Should One See A Doctor After Taking Morning After Pill
You won’t typically need to visit your doctor after taking the morning after pill. However, it’s usually a good idea to speak with your healthcare provider if your period hasn’t arrived a week after you anticipate it or if you experience unusual bleeding. One of the earliest indications of pregnancy is a delayed period.
It’s also crucial to keep in mind that taking the morning after pill won’t prevent you from STIs. (STIs). Contact your physician if you have any worries that you may have been exposed to an STI.
However, get in touch with him or her if you experience significant lower abdominal pain three to five weeks after taking the morning-after pill, bleeding, or spotting that lasts longer than a week. These could signify a loss or the fertilized egg implanting outside of the uterus, typically in a fallopian tube. (ectopic pregnancy).
Frequently Asked Questions
- How do pills for the morning after work?
Ovulation or fertilization may be delayed or disrupted by morning-after medications. That prevents conception from occurring. Either progestin, a synthetic version of the hormone progesterone, or anti-progestin substances are present in the tablets.
- If I take the morning after pill first and then engage in unprotected intercourse, will it still be effective?
For the purpose of preventing pregnancy, the morning-after pill is intended to be administered soon after unprotected sex. It’s not intended to be used as routine pregnancy control. Find a method of birth control that suits your lifestyle by discussing your choices with your healthcare provider.
- Do morning-after pills have any substitutes?
Yes. Emergency contraception that uses a copper intrauterine device (IUD) is the most effective. Day five and day one both produce the same results. But getting it in time can be challenging because a healthcare professional must implant it.
- Can my weight affect how well the morning-after medication works?
According to some research, your weight may have an influence on how effective the morning-after pill is for you. The morning after pill may not be as effective for those with a greater body mass index (BMI) than for those with a lower BMI. An intrauterine device is a kind of emergency contraception that is very efficient at any weight. (IUD).
- What are side effects of emergency contraceptive pills?

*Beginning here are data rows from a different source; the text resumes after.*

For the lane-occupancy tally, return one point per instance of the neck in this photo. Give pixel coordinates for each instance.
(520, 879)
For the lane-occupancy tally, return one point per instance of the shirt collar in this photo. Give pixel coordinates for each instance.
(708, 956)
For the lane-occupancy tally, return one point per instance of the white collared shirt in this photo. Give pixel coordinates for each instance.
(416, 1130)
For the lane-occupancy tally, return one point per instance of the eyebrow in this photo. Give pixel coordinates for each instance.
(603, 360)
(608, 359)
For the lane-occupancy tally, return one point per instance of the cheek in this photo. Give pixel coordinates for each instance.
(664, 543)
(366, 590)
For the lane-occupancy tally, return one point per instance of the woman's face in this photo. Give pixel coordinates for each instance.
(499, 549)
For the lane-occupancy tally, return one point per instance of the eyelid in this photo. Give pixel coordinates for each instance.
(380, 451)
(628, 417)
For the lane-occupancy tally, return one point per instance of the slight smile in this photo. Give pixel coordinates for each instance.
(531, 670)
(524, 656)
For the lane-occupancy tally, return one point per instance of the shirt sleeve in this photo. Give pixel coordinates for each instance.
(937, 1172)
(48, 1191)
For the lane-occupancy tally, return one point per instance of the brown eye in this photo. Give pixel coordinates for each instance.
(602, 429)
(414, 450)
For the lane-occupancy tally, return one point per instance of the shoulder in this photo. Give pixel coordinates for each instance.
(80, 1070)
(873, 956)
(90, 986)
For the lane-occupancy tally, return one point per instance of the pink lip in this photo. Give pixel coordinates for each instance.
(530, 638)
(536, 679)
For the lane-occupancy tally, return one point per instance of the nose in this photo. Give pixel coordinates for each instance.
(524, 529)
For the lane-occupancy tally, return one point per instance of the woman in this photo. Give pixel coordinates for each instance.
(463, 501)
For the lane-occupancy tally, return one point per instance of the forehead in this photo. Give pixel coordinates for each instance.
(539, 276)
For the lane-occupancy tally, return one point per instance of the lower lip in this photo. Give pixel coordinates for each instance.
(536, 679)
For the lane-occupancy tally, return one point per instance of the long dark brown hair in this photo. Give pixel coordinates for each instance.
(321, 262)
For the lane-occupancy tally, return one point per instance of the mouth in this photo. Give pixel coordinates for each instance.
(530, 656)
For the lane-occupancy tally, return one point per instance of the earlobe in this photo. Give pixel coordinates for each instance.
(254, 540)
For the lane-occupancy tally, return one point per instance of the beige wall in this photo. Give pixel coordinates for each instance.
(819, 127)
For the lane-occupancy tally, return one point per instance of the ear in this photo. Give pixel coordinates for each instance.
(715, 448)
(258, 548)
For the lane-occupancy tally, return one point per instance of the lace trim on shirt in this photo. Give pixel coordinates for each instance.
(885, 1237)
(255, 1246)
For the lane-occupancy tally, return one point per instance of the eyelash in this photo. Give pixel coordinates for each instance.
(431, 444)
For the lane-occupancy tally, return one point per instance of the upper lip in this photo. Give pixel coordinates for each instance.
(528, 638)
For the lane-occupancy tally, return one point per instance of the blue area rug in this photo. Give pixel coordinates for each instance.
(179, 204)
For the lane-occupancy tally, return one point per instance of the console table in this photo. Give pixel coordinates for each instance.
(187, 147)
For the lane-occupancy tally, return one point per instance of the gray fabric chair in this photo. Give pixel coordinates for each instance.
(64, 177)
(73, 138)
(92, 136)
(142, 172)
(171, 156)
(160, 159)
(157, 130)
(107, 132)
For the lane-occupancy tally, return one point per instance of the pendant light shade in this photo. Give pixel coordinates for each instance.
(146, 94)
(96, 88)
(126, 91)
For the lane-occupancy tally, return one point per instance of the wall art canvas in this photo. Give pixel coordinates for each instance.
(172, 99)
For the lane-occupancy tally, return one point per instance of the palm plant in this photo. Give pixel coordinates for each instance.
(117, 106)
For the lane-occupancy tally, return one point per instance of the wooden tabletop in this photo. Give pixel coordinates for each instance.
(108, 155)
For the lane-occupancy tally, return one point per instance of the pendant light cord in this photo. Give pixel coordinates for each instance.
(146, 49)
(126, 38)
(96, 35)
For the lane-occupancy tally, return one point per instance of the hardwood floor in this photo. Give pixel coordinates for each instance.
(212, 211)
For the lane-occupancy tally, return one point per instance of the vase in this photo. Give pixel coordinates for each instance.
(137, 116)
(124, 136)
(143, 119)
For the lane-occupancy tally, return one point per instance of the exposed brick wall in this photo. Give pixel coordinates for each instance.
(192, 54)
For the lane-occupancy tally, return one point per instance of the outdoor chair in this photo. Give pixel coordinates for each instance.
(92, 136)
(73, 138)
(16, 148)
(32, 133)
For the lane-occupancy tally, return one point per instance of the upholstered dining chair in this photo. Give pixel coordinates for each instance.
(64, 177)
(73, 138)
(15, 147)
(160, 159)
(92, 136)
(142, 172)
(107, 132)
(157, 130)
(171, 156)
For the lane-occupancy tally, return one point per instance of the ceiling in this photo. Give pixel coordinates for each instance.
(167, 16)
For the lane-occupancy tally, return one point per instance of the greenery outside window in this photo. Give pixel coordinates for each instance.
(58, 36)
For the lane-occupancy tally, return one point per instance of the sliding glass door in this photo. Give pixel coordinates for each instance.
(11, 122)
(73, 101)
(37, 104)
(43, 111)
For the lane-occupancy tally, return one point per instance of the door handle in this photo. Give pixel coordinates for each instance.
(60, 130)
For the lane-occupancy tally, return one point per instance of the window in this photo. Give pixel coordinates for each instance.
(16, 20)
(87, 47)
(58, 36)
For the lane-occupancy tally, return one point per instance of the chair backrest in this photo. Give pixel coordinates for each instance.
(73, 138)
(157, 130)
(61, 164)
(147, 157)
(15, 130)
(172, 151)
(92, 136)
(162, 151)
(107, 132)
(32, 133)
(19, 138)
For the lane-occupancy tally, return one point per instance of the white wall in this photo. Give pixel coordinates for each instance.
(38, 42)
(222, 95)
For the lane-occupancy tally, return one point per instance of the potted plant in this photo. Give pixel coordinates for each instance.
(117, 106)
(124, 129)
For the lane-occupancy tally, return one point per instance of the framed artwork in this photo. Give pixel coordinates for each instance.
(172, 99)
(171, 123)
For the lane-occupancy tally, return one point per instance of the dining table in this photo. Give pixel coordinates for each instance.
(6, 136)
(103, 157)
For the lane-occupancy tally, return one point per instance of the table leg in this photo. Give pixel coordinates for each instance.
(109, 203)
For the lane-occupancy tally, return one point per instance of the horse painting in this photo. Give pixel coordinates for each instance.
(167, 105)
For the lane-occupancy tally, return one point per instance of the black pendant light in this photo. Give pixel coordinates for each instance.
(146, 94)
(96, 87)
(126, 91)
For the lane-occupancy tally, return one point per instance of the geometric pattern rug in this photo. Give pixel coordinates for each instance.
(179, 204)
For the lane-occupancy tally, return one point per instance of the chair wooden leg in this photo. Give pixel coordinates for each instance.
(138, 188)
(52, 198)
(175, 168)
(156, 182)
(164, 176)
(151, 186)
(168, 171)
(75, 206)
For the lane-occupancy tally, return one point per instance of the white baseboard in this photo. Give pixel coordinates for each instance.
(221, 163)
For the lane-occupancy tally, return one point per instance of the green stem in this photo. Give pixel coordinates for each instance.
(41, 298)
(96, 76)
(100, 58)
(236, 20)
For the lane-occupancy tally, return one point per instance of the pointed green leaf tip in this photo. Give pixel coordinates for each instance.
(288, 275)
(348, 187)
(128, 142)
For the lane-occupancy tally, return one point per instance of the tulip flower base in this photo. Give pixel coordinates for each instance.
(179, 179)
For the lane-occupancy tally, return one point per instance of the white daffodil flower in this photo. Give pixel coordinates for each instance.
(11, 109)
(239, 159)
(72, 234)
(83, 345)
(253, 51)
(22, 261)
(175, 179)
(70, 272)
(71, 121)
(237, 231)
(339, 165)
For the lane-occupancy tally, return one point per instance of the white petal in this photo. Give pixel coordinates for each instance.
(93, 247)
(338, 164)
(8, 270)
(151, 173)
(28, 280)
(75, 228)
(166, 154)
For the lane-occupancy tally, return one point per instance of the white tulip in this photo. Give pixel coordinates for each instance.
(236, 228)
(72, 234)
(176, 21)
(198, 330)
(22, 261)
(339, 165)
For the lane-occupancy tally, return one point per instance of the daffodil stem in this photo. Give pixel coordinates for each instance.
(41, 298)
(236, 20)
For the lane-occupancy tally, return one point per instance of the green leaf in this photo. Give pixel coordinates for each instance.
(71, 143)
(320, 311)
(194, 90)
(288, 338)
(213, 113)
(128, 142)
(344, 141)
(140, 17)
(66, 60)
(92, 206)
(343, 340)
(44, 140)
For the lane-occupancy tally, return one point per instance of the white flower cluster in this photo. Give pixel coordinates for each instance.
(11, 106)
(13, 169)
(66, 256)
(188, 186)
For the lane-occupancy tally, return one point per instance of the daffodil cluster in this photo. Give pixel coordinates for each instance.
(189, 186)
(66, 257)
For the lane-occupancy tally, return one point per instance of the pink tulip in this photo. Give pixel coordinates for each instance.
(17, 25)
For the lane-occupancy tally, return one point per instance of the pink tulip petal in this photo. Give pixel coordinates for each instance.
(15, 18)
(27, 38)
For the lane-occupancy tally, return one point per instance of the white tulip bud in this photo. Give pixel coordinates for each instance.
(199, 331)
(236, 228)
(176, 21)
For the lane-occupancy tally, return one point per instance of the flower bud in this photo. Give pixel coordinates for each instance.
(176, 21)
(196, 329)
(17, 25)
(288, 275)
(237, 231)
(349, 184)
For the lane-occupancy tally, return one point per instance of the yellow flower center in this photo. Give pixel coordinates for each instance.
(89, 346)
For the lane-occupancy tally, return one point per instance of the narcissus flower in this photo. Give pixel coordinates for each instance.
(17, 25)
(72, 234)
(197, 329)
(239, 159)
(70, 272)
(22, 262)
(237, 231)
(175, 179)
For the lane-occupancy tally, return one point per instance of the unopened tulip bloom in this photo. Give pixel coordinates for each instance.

Similar to those of oral contraceptives, such as nausea, vomiting, mild irregular vaginal bleeding, and tiredness, side effects of emergency contraceptive pills can occur when used. The rare, mild side effects of the pill usually go away on their own without the need for additional medicines.
A type of emergency contraceptive pill (birth control) called the morning-after pill is designed to aid in preventing conception. A pregnancy that has already begun does not terminate when taking this medication. It’s crucial to keep in mind that the earlier you take the medication, the more successful it will be if you take a morning after pill. The morning after pill works best at preventing pregnancy three to five days after unprotected intercourse, on average. Consult your healthcare provider if you have any concerns about emergency contraception.